Artikel 5.16, vierde lid
Het zorgkantoor kan de goedkeuring slechts geven, indien:
a. de zorgovereenkomst voldoet aan de eisen, bedoeld in het tweede lid;
b. uit de omschrijving van de wijze waarop de zorgverlener voorziet in de behoefte aan zorg van de verzekerde, blijkt dat de overeenkomst:
1° strekt tot de inkoop van persoonlijke verzorging, verpleging, begeleiding, huishoudelijke hulp en vervoer naar een plaats waar de verzekerde gedurende een dagdeel begeleiding of behandeling ontvangt;
2° strekt tot inkoop van logeeropvang; of
3° betrekking heeft op de kosten van zorginfrastructuur als bedoeld in artikel 5.17, eerste lid, onderdeel b.
Burgerlijk Wetboek
Artikel 1:435, aanhef en zesde lid, onder g
De volgende personen kunnen niet tot bewindvoerder worden benoemd: een direct betrokken of behandelend hulpverlener.

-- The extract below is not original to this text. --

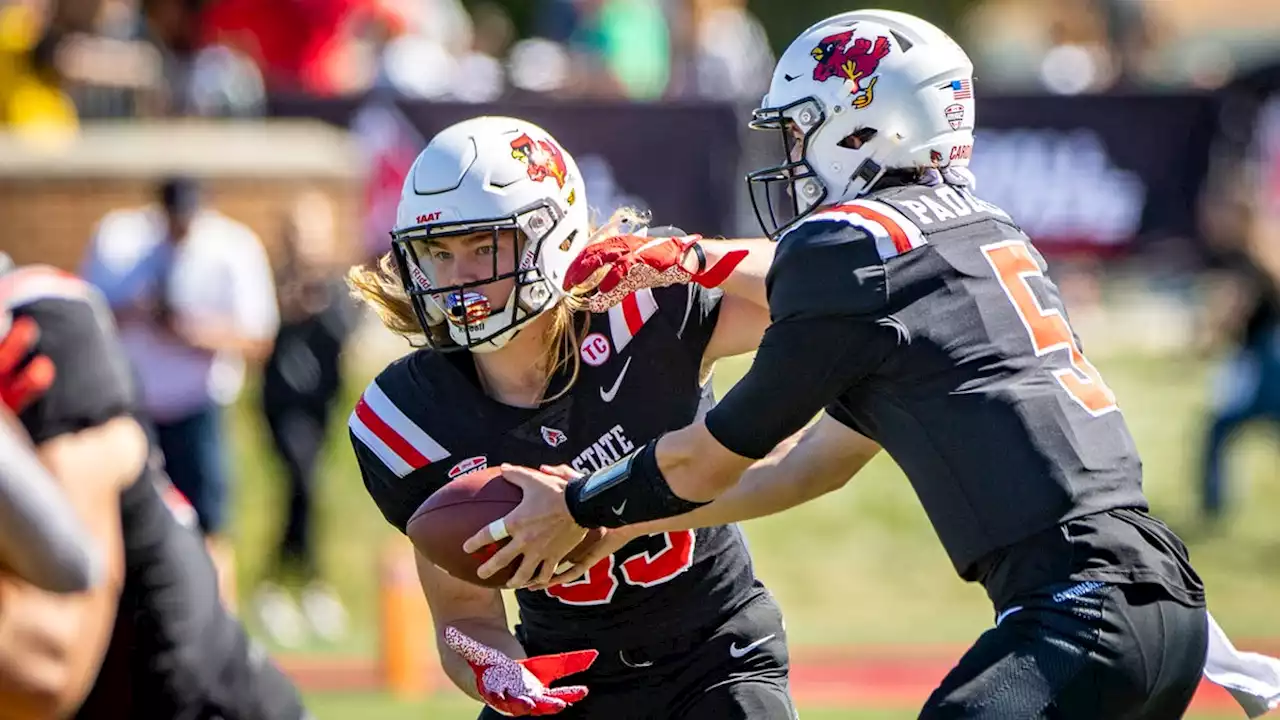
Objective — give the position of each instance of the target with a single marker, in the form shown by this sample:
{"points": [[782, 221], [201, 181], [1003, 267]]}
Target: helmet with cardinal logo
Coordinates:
{"points": [[854, 96]]}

Artikel 1:452, aanhef en zesde lid, onder c
De volgende personen kunnen niet tot mentor worden benoemd: de direct betrokken of behandelend hulpverlener.
Artikel 7:446
1. De overeenkomst inzake geneeskundige behandeling - in deze afdeling verder aangeduid als de behandelingsovereenkomst - is de overeenkomst waarbij een natuurlijke persoon of een rechtspersoon, de hulpverlener, zich in de uitoefening van een geneeskundig beroep of bedrijf tegenover een ander, de opdrachtgever, verbindt tot het verrichten van handelingen op het gebied van de geneeskunst, rechtstreeks betrekking hebbende op de persoon van de opdrachtgever of van een bepaalde derde. Degene op wiens persoon de handelingen rechtstreeks betrekking hebben wordt verder aangeduid als de patiënt.

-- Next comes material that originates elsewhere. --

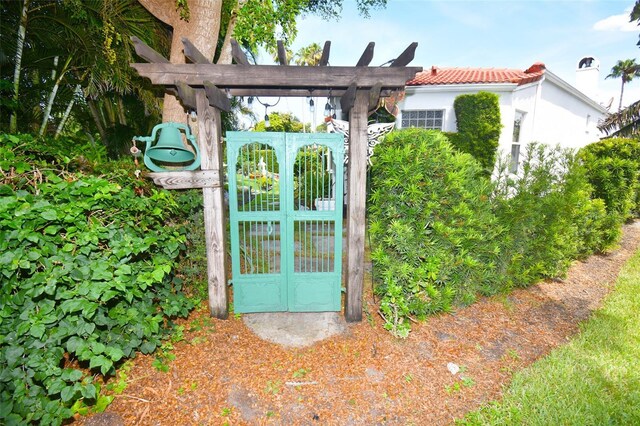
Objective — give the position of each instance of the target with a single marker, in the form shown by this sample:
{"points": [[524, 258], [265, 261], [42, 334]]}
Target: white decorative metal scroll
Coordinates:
{"points": [[375, 132]]}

2. Onder handelingen op het gebied van de geneeskunst worden verstaan:
a. alle verrichtingen - het onderzoeken en het geven van raad daaronder begrepen - rechtstreeks betrekking hebbende op een persoon en ertoe strekkende hem van een ziekte te genezen, hem voor het ontstaan van een ziekte te behoeden of zijn gezondheidstoestand te beoordelen, dan wel deze verloskundige bijstand te verlenen;
b. andere dan de onder a bedoelde handelingen, rechtstreeks betrekking hebbende op een persoon, die worden verricht door een arts of tandarts in die hoedanigheid.
3. Tot de handelingen, bedoeld in lid 1, worden mede gerekend het in het kader daarvan verplegen en verzorgen van de patiënt en het overigens rechtstreeks ten behoeve van de patiënt voorzien in de materiële omstandigheden waaronder die handelingen kunnen worden verricht.

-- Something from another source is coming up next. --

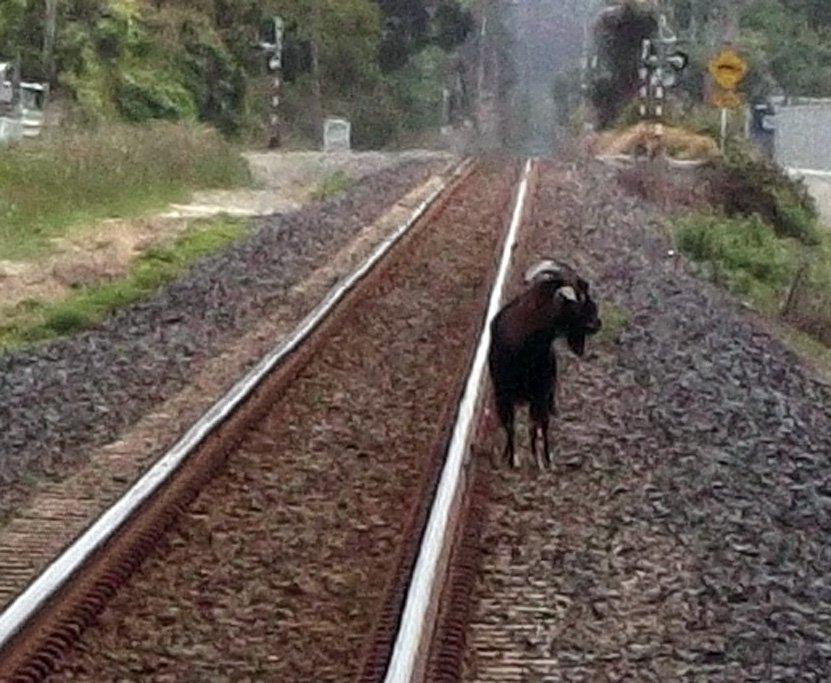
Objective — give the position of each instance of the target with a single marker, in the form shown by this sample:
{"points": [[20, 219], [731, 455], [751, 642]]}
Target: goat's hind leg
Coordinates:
{"points": [[505, 411], [539, 422]]}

4. Geen behandelingsovereenkomst is aanwezig, indien het betreft handelingen ter beoordeling van de gezondheidstoestand of medische begeleiding van een persoon, verricht in opdracht van een ander dan die persoon in verband met de vaststelling van aanspraken of verplichtingen, de toelating tot een verzekering of voorziening, of de beoordeling van de geschiktheid voor een opleiding, een arbeidsverhouding of de uitvoering van bepaalde werkzaamheden.
In de aanbevelingen van het LOVCK&T was voor meerderjarigenbewind en is sinds 2 december 2019 voor mentorschap onder B7 vermeld:
“Het verbod om als bewindvoerder tevens direct betrokken of behandelend hulpverlener te zijn (artikel 1:435, zesde lid, aanhef en onder g, BW) geldt in
beginsel alleen voor professionele zorgverleners en niet voor de situatie waarin een familiebewindvoerder ook zorg verleent in het kader van het PGB. Onder
omstandigheden kan de combinatie van familiebewindvoerder en zorgverlener in
het kader van het PGB onwenselijk zijn.”
En
“Het verbod om als mentor tevens direct betrokken of behandelend hulpverlener te zijn (artikel 1:452, zesde lid, aanhef en onder c, BW) geldt in beginsel alleen voor professionele zorgverleners en niet voor de situatie waarin een familielid mentor is en ook zorg verleent (bijvoorbeeld in het kader van het PGB). Onder omstandigheden kan de combinatie van familiementor en zorgverlener echter onwenselijk zijn.”